Aan de Voorzitter van de Tweede Kamer der Staten-Generaal
Den Haag, 28 februari 2012
Na de plenaire behandeling van het wetsvoorstel ter implementatie van het derde pakket
energierichtlijnen op 16 februari jl. (Handelingen II 2011/12, nr. 55, behandeling wetsvoorstel Wijziging van de Elektriciteitswet 1998 en van de Gaswet
(32 814) zijn twee gewijzigde amendementen ingediend. Hierbij ontvangt u mijn reactie op
deze amendementen.
Gewijzigd amendement (Leegte/Van der Werf) 32 814, nr. 18
Ten aanzien van de aanpassingen die zijn voorgesteld in amendement 32 814, nr. 18 van de leden Leegte en Van der Werf het volgende. Tijdens het debat heeft een aantal
leden van uw Kamer over het wetsvoorstel kenbaar gemaakt te hechten aan een snellere
implementatie van de gehele definitie van het begrip «directe lijn». Hiervoor zijn
verschillende overwegingen aangedragen, zoals het bevorderen van de samenwerking tussen
Nederlandse bedrijven, het voorkomen van onnodige administratieve lasten en het stimuleren
van decentrale, hernieuwbare energie. Ik heb aangegeven deze ambitie te ondersteunen.

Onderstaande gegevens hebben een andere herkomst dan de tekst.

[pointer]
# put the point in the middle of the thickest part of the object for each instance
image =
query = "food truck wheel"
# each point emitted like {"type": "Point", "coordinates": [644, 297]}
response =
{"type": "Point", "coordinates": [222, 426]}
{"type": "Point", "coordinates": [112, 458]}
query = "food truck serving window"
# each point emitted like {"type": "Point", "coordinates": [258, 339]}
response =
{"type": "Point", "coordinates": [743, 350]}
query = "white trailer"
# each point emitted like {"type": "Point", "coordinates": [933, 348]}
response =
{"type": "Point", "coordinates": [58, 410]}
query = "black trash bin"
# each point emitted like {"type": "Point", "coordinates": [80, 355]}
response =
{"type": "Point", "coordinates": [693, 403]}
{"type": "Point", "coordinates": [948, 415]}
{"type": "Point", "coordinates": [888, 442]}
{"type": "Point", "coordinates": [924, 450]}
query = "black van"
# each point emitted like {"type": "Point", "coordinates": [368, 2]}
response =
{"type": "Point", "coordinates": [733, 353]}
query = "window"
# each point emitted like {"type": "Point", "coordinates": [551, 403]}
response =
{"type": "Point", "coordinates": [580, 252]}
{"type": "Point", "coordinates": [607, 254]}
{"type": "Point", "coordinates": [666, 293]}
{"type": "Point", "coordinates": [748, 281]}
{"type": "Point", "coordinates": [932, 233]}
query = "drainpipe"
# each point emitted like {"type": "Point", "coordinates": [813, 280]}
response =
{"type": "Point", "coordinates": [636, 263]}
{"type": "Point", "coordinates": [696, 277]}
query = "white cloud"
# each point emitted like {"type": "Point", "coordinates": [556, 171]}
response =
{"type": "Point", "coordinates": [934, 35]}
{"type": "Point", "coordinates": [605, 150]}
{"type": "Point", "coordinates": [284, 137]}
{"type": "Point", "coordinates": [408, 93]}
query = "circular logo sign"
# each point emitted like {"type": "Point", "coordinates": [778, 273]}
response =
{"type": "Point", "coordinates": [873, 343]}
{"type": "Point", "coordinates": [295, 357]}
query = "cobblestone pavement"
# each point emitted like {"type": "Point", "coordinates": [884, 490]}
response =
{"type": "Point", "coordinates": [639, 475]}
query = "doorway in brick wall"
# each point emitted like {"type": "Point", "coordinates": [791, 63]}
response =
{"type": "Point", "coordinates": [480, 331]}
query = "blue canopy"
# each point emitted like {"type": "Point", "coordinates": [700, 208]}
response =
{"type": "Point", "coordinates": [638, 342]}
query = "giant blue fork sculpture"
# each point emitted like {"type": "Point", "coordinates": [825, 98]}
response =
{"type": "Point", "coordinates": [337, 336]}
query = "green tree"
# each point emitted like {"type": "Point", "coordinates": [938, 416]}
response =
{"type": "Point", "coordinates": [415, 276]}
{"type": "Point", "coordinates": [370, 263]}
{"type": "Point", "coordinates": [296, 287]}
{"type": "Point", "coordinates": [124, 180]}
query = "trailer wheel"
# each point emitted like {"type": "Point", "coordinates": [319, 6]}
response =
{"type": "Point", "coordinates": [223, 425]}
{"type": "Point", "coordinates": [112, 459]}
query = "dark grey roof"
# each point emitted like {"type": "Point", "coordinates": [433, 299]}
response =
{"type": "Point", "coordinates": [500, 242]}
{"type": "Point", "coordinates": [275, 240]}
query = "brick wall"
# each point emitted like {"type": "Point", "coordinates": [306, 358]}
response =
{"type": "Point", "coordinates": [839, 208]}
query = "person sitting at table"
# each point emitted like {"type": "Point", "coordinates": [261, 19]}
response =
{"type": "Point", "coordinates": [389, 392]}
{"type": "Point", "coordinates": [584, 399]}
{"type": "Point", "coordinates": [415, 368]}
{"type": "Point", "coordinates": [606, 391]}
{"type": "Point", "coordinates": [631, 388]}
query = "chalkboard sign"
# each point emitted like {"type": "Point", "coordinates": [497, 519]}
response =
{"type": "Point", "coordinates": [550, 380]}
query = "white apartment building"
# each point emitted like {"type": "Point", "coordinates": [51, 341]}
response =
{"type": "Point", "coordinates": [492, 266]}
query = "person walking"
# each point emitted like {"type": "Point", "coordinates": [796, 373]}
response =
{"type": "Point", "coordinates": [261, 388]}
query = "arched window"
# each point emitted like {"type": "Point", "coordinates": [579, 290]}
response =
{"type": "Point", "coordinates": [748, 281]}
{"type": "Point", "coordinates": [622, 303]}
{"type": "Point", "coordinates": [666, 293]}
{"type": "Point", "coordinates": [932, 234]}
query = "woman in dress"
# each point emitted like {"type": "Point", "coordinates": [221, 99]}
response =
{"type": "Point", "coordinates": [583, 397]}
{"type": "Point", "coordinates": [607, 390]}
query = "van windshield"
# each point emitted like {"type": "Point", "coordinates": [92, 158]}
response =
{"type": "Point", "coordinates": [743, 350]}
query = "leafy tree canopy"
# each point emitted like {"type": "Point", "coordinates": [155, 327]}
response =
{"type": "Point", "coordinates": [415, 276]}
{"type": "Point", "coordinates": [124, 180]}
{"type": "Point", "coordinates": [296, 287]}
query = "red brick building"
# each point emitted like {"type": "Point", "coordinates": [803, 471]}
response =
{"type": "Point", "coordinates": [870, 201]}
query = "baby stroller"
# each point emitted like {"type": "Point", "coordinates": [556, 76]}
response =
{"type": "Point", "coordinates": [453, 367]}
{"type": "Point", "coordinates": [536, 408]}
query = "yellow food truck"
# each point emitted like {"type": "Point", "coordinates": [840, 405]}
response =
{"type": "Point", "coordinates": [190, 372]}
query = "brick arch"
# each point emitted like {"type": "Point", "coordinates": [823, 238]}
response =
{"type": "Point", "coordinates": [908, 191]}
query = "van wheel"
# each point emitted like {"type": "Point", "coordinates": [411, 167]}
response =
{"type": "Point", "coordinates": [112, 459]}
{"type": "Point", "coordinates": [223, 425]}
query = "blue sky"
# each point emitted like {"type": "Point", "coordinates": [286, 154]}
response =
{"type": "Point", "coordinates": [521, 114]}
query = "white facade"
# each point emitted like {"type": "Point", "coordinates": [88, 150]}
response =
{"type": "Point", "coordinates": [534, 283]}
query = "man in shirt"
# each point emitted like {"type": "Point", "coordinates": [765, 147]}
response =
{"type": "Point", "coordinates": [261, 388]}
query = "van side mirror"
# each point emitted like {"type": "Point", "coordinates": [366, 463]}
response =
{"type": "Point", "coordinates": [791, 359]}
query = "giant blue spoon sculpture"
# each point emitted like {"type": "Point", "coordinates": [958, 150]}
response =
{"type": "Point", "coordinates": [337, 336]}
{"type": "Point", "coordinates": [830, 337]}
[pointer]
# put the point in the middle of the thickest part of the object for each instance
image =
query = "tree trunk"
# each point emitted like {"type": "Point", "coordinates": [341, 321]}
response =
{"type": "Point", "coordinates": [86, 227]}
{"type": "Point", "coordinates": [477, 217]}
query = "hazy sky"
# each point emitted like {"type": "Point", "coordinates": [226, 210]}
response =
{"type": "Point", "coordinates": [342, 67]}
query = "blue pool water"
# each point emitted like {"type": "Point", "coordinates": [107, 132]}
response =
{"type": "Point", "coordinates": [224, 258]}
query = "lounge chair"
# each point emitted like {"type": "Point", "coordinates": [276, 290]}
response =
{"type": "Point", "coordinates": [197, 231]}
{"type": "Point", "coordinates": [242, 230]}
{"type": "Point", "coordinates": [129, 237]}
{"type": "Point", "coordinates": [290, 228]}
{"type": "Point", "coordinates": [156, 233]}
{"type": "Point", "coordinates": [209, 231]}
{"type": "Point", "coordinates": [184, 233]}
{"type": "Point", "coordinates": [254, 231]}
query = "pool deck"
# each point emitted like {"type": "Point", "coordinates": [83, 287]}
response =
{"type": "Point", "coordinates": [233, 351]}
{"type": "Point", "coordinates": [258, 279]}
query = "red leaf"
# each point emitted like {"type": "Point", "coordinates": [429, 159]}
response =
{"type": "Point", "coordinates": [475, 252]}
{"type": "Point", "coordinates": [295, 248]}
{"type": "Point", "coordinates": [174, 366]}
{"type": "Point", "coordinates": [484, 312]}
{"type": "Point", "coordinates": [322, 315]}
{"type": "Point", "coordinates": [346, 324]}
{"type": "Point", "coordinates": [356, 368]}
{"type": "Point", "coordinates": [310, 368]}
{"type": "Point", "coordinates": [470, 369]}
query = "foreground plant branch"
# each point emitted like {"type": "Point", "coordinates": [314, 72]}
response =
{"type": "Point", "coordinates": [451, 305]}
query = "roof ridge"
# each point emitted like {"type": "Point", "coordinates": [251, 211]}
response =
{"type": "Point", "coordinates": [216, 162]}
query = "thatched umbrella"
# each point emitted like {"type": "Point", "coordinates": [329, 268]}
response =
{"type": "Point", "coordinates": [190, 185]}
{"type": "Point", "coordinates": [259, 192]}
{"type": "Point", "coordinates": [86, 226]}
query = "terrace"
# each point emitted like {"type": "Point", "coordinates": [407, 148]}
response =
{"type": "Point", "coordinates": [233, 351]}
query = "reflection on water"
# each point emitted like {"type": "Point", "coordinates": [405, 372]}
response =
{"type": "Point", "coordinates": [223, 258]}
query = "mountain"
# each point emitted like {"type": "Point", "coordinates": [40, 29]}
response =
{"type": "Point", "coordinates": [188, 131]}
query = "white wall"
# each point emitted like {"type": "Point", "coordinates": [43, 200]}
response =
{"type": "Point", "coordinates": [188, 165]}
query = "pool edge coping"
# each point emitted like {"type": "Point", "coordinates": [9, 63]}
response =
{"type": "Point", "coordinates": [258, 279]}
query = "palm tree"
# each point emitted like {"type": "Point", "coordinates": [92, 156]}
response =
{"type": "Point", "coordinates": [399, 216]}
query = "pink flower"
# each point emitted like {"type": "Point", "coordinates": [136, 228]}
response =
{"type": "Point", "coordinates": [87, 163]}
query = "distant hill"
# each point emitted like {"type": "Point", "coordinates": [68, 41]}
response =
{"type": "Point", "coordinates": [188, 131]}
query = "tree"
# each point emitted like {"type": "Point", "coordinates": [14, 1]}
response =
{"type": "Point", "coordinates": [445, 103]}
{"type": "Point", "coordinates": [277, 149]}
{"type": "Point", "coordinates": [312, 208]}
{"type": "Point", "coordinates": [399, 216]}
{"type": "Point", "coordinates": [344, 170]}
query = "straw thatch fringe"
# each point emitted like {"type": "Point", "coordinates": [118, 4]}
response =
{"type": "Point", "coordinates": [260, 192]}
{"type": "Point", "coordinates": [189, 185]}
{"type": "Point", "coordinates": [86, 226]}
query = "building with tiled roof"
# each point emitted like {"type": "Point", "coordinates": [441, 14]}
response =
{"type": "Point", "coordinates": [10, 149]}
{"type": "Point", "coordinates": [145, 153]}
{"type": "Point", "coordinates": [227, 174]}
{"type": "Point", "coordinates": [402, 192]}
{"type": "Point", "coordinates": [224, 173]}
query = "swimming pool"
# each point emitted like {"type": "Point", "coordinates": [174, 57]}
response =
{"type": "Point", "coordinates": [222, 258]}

Wel heb ik in overweging gegeven om in het amendement een aantal risico’s te ondervangen
die door een brede reikwijdte van het begrip «directe lijn» ontstonden, en om een
meldplicht bij de NMa op te nemen. Met de thans voorgestelde wijzigingen wordt, in
lijn met deze opmerkingen, een implementatie van het begrip «directe lijn» beoogd
voor in hoofdzaak niet-huishoudelijke afnemers, wordt een onderscheid aangebracht
tussen reguliere netten en directe lijnen, wordt een meldplicht geïntroduceerd en
is een waarborg aangebracht om kostenafwenteling op andere afnemers te voorkomen.
Met deze aanpassingen zijn de mogelijk negatieve gevolgen van het amendement in belangrijke
mate ondervangen, en laat ik het oordeel over dit amendement aan uw Kamer.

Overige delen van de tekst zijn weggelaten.